Eleni Topkas1, Na Cai1, Andrew Cumming1, Mehlika Hazar-Rethinam1, Orla Margaret Gannon1, Melinda Burgess1, Nicholas Andrew Saunders1, Liliana Endo-Munoz1

1The University of Queensland Diamantina Institute, The University of Queensland, Translational Research Institute, Brisbane, Queensland, Australia

Correspondence to:

Liliana Endo-Munoz, e-mail: [email protected]

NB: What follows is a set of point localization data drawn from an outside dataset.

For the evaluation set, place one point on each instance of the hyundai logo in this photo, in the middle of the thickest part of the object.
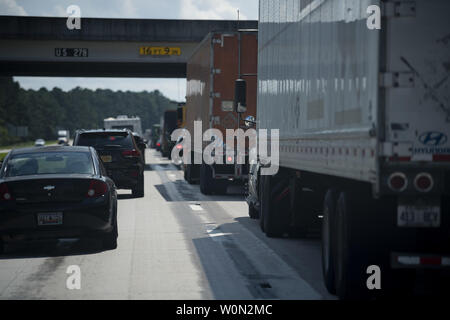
(433, 138)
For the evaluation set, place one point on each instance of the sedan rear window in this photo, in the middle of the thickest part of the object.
(105, 140)
(49, 163)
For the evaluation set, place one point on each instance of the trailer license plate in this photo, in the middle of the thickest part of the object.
(410, 216)
(50, 219)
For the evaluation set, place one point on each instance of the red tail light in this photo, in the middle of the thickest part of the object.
(5, 194)
(398, 182)
(423, 182)
(131, 153)
(97, 189)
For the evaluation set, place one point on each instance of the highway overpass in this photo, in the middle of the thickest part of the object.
(41, 46)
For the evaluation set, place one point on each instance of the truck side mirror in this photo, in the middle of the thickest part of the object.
(240, 96)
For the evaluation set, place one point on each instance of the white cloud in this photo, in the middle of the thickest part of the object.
(209, 9)
(174, 89)
(10, 7)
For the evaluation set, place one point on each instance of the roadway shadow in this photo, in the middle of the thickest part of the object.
(51, 248)
(192, 193)
(162, 167)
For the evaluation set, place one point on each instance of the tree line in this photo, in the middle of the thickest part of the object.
(44, 112)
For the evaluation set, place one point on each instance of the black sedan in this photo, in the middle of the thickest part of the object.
(55, 193)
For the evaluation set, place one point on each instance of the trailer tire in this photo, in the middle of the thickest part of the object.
(261, 215)
(206, 179)
(351, 247)
(274, 217)
(329, 240)
(252, 212)
(188, 174)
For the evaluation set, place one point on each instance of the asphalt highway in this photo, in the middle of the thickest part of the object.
(174, 243)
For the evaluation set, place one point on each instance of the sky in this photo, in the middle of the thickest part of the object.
(175, 89)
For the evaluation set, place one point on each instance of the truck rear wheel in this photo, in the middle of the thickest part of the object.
(351, 249)
(275, 208)
(188, 174)
(329, 240)
(206, 180)
(252, 212)
(138, 192)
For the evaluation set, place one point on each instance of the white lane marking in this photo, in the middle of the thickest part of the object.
(214, 232)
(196, 207)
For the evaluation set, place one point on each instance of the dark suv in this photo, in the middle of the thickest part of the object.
(120, 154)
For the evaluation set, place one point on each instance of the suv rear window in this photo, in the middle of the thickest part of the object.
(106, 139)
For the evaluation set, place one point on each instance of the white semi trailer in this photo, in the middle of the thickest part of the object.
(364, 119)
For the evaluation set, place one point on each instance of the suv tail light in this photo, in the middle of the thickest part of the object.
(398, 182)
(96, 189)
(5, 194)
(423, 182)
(131, 153)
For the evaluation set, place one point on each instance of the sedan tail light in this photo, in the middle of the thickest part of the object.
(423, 182)
(398, 182)
(5, 194)
(97, 189)
(131, 153)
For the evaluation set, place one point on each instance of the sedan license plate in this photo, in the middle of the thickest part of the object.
(106, 159)
(50, 219)
(412, 216)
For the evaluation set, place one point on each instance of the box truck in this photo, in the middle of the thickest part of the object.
(364, 120)
(219, 60)
(124, 122)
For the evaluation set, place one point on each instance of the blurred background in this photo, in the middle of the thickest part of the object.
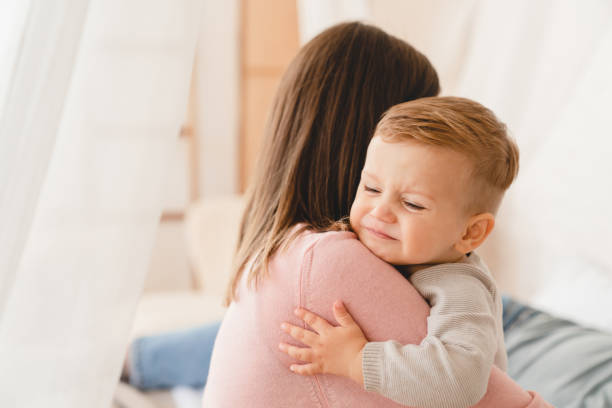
(129, 130)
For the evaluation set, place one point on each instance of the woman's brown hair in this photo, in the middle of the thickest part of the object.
(316, 137)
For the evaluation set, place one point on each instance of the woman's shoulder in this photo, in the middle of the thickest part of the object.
(336, 245)
(336, 257)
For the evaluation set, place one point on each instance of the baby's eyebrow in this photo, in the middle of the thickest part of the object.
(365, 173)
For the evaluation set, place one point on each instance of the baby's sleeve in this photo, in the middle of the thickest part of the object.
(451, 366)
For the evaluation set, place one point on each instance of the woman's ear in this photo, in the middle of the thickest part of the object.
(477, 230)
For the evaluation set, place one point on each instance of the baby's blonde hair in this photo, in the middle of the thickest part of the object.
(466, 127)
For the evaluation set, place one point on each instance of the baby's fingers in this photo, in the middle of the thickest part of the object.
(299, 353)
(306, 369)
(300, 334)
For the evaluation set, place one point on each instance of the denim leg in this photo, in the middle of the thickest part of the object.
(172, 359)
(568, 364)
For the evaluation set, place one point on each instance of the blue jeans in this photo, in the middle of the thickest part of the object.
(568, 364)
(172, 359)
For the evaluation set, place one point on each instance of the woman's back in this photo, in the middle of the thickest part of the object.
(247, 368)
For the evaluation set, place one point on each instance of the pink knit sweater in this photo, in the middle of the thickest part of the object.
(248, 369)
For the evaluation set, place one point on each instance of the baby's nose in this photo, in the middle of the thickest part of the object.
(384, 213)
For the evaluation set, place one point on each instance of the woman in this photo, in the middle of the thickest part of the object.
(325, 111)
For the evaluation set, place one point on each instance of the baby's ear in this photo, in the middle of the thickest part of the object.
(477, 230)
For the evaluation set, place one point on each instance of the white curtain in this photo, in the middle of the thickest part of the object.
(97, 93)
(544, 67)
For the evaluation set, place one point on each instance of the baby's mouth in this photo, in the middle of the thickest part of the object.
(379, 234)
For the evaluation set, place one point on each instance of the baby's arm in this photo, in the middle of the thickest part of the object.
(451, 366)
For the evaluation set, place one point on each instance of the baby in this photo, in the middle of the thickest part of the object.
(434, 176)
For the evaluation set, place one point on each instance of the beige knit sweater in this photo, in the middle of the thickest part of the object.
(451, 366)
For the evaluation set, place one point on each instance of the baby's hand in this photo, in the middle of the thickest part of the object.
(332, 350)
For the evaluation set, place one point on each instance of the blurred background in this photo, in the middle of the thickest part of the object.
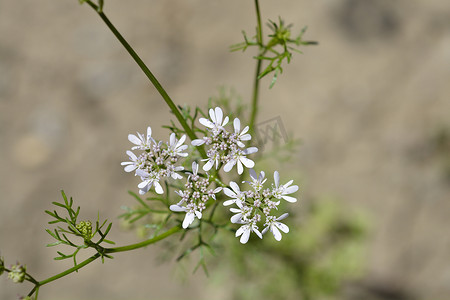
(370, 104)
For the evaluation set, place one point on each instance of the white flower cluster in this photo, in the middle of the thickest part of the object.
(194, 197)
(156, 161)
(257, 203)
(225, 147)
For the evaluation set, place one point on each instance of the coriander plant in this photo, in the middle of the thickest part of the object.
(202, 181)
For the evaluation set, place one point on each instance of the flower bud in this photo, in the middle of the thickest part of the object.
(17, 273)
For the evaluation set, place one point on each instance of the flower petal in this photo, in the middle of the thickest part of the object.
(177, 208)
(282, 227)
(229, 165)
(208, 165)
(237, 125)
(276, 233)
(134, 139)
(158, 188)
(197, 142)
(289, 199)
(276, 178)
(188, 219)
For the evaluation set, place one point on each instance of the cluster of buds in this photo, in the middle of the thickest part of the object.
(156, 161)
(225, 147)
(258, 203)
(17, 273)
(194, 196)
(85, 228)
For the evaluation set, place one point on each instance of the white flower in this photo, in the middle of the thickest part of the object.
(241, 214)
(245, 231)
(239, 158)
(174, 173)
(280, 191)
(149, 180)
(142, 142)
(236, 194)
(191, 213)
(276, 226)
(199, 142)
(133, 164)
(217, 122)
(176, 147)
(257, 181)
(241, 135)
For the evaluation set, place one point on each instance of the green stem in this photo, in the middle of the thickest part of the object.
(255, 96)
(145, 243)
(71, 270)
(149, 75)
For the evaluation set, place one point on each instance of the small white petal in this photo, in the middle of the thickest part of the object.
(177, 208)
(130, 168)
(251, 150)
(240, 230)
(228, 202)
(143, 184)
(229, 165)
(247, 162)
(142, 173)
(131, 155)
(172, 139)
(282, 217)
(188, 219)
(276, 233)
(229, 193)
(225, 121)
(237, 125)
(236, 218)
(197, 142)
(245, 236)
(206, 122)
(240, 168)
(219, 116)
(289, 199)
(282, 227)
(291, 189)
(208, 165)
(276, 177)
(181, 141)
(235, 187)
(257, 233)
(212, 115)
(134, 139)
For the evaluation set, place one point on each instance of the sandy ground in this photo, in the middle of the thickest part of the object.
(371, 104)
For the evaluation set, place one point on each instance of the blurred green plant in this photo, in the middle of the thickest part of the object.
(325, 250)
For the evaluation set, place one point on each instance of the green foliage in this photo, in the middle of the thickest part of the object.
(74, 228)
(313, 260)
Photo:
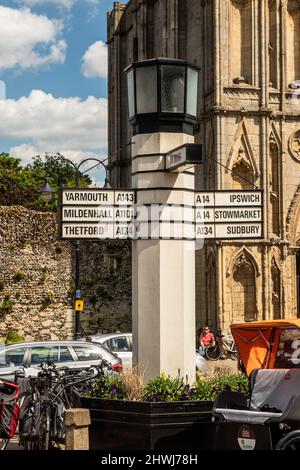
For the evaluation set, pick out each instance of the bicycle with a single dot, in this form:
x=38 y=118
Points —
x=225 y=346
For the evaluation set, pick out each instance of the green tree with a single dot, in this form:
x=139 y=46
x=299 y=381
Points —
x=20 y=185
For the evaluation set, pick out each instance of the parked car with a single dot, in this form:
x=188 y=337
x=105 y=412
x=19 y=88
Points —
x=121 y=344
x=72 y=354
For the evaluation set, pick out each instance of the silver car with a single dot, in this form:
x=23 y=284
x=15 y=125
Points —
x=72 y=354
x=121 y=344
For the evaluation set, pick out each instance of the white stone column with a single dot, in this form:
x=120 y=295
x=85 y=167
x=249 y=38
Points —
x=163 y=270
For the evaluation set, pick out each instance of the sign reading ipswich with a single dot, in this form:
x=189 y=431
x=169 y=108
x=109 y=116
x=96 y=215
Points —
x=96 y=213
x=229 y=214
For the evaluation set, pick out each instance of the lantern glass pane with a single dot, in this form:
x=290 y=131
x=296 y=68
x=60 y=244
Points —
x=172 y=88
x=192 y=92
x=146 y=89
x=131 y=99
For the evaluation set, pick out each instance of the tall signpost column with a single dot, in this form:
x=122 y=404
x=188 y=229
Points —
x=162 y=110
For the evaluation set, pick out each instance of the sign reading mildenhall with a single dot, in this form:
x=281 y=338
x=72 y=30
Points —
x=97 y=213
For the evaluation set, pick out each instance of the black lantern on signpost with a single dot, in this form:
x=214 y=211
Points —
x=162 y=95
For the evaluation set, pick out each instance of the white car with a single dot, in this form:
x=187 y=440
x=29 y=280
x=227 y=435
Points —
x=121 y=345
x=72 y=354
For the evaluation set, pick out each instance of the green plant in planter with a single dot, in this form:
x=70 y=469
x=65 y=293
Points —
x=208 y=389
x=7 y=305
x=13 y=337
x=105 y=387
x=58 y=248
x=165 y=388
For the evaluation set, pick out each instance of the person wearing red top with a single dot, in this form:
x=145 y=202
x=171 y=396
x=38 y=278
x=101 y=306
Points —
x=206 y=339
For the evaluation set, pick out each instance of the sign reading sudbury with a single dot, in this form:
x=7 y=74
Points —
x=114 y=214
x=229 y=214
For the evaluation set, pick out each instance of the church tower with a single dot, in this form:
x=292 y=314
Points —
x=249 y=124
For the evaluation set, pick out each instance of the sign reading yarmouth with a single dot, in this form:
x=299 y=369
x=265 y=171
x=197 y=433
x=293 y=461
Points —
x=229 y=214
x=114 y=214
x=97 y=213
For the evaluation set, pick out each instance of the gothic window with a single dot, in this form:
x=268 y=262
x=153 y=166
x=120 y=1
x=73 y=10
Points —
x=293 y=41
x=275 y=277
x=243 y=176
x=274 y=187
x=244 y=290
x=273 y=43
x=240 y=42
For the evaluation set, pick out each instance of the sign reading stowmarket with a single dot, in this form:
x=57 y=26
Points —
x=97 y=213
x=229 y=214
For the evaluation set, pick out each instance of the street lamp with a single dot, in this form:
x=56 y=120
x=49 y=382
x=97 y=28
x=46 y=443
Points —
x=162 y=104
x=162 y=95
x=47 y=192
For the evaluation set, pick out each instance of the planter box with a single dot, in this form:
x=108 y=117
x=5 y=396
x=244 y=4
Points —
x=128 y=425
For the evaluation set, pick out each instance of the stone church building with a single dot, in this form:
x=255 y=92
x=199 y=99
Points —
x=249 y=124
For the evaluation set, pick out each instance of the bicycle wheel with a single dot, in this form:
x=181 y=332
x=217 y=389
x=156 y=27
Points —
x=44 y=431
x=289 y=442
x=213 y=353
x=3 y=443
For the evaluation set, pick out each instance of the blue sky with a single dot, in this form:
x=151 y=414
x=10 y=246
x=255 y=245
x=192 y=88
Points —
x=53 y=60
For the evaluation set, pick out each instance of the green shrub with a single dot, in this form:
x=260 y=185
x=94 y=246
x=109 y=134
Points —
x=208 y=389
x=13 y=337
x=164 y=388
x=108 y=386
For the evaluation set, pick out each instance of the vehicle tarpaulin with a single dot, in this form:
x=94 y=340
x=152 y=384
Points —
x=257 y=342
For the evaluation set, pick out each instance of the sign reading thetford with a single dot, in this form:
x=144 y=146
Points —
x=229 y=214
x=97 y=213
x=92 y=214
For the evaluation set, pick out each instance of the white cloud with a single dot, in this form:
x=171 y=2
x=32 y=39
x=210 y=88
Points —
x=29 y=40
x=40 y=123
x=61 y=3
x=95 y=61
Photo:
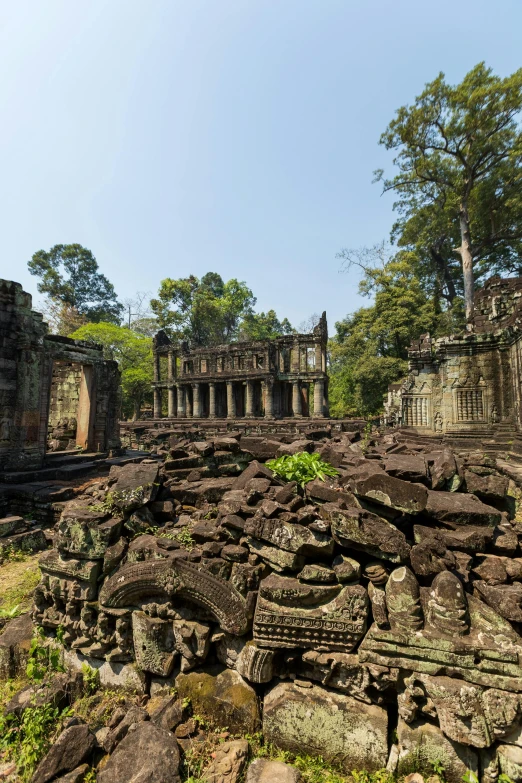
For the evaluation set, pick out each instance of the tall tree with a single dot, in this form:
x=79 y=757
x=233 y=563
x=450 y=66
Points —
x=459 y=155
x=133 y=352
x=263 y=326
x=370 y=347
x=203 y=312
x=69 y=274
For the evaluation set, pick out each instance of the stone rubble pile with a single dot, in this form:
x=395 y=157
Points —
x=371 y=619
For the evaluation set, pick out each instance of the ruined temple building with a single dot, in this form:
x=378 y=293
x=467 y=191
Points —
x=469 y=383
x=284 y=377
x=55 y=393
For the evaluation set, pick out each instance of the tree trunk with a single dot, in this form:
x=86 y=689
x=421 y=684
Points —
x=443 y=267
x=467 y=259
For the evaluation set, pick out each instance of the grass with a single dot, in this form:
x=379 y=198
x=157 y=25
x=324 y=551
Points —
x=18 y=579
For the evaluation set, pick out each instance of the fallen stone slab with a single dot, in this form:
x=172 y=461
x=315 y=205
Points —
x=72 y=748
x=423 y=745
x=392 y=492
x=148 y=754
x=222 y=696
x=14 y=646
x=321 y=722
x=228 y=762
x=457 y=508
x=407 y=467
x=266 y=771
x=356 y=528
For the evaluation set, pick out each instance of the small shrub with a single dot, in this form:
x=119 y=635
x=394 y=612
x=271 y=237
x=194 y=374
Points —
x=26 y=738
x=302 y=467
x=43 y=658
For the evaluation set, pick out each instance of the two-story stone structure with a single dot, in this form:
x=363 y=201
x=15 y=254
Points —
x=49 y=385
x=470 y=383
x=284 y=377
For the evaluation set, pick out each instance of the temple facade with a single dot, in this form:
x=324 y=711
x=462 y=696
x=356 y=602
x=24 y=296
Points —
x=55 y=393
x=284 y=377
x=471 y=382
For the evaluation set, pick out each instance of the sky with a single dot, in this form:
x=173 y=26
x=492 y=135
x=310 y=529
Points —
x=236 y=136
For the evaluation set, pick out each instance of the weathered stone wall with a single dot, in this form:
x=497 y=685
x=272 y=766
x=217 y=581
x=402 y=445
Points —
x=470 y=383
x=28 y=359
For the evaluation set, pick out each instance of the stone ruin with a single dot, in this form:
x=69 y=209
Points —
x=468 y=384
x=373 y=619
x=56 y=393
x=284 y=377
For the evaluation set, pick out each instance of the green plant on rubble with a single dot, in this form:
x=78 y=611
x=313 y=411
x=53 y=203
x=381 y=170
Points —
x=43 y=658
x=113 y=502
x=302 y=467
x=26 y=738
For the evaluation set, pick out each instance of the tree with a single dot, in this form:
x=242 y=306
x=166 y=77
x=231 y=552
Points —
x=204 y=312
x=370 y=348
x=61 y=318
x=69 y=274
x=138 y=314
x=133 y=352
x=263 y=326
x=459 y=155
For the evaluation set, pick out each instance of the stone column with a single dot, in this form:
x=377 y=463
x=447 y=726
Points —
x=157 y=403
x=319 y=398
x=196 y=401
x=156 y=367
x=171 y=365
x=181 y=401
x=231 y=401
x=172 y=402
x=269 y=399
x=296 y=400
x=318 y=358
x=249 y=407
x=212 y=400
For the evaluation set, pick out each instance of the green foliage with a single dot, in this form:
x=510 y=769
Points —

Keywords: auranofin, metastasis, thioredoxin reductase, osteosarcoma, oxidative stress

Received: September 10, 2015     Accepted: September 16, 2015     Published: November 09, 2015

ABSTRACT

Osteosarcoma (OS) accounts for 56% of malignant bone cancers in children and adolescents. Patients with localized disease rarely develop metastasis; however, pulmonary metastasis occurs in approximately 50% of patients and leads to a 5-year survival rate of only 10–20%. Therefore, identifying the genes and pathways involved in metastasis, as new therapeutic targets, is crucial to improve long-term survival of OS patients. Novel markers that define metastatic OS were identified using comparative transcriptomic analyses of two highly metastatic (C1 and C6) and two poorly metastatic clonal variants (C4 and C5) isolated from the metastatic OS cell line, KHOS. Using this approach, we determined that the metastatic phenotype correlated with overexpression of thioredoxin reductase 2 (TXNRD2) or vascular endothelial growth factor (VEGF). Validation in patient biopsies confirmed TXNRD2 and VEGF targets were highly expressed in 29–42% of metastatic OS patient biopsies, with no detectable expression in non-malignant bone or samples from OS patients with localised disease. Auranofin (AF) was used to selectively target and inhibit thioredoxin reductase (TrxR). At low doses, AF was able to inhibit TrxR activity without a significant effect on cell viability whereas at higher doses, AF could induce ROS-dependent apoptosis. AF treatment, in vivo, significantly reduced the development of pulmonary metastasis and we provide evidence that this effect may be due to an AF-dependent increase in cellular ROS. Thus, TXNRD2 may represent a novel druggable target that could be deployed to reduce the development of fatal pulmonary metastases in patients with OS.